London, 08 Feb – The favourite Quran reciter of Iranian Supreme Leader Ali Khamenei was recently acquitted on sexual assault charges, but many believe that the corrupt Iranian justice system working on behalf of Khamenei allowed a predator to go free.

Saeed Toosi, who was charged with two “acts of public indecency” and “making immoral statements to encourage corruption and depravity and to sexually arouse teenagers” in 2012, was initially given a four-year sentence, but this was dismissed upon appeal in January.

Toosi denied the allegations in court, but admitted to them in a signed and fingerprinted letter to the four victims who pressed charges in 2013. The four victims said that this was the second letter they’d received from Toosi via the Office of the Supreme Leader of Iran.

There have been 19 of Toosi’s victims identified by the courts at this time, but only four have formally pressed charges. The others are serving as witnesses.

One victim said that Toosi would accompany his students to international Quran recital competitions and prey on them in the hotel rooms, both inside and outside of Iran.

Toosi has a close relationship with Khamenei, serving as his personal barber and later his son’s Quran teacher, but the pair are also related through Sayyed Ali Moghadam, the head of the Supreme Council of the Quran and Head of Public Relations at the Office of the Supreme Leader of Iran.

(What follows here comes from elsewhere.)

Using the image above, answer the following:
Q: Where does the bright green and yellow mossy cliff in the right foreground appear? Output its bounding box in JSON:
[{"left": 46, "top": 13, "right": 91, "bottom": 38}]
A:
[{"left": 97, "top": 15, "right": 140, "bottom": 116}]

Even Toosi admitted, on an audio tape, that Khamenei was aware of the case and had ordered Chief Justice Sadegh Larijani to wrap the case up.

Larijani has denied these allegations, but in a country where the Supreme Leader’s word is law, it seems unlikely that Larijani would not follow Khamenei’s orders. It is also worth noting that Larijani is listed in both the EU and the US for human rights violations, censorship, and supporting those sanctioned for weapons violations.

This verdict has received widespread condemnation from the Iranian people, human right organizations, and the international community, who stressed that the corruption evident in Iran’s so-called justice system, which would allow the unelected head of state to intervene in criminal law, should bring the Regime crashing down.

Even those within the Regime can’t believe that this would happen, with Iranian Member of Parliament Mahmoud Sadeghi criticising the decision the day before it was made public.

He tweeted: “Evidence appears to show that the child-molesting Quran reciter has the support of a person or persons within the supreme leader’s office”.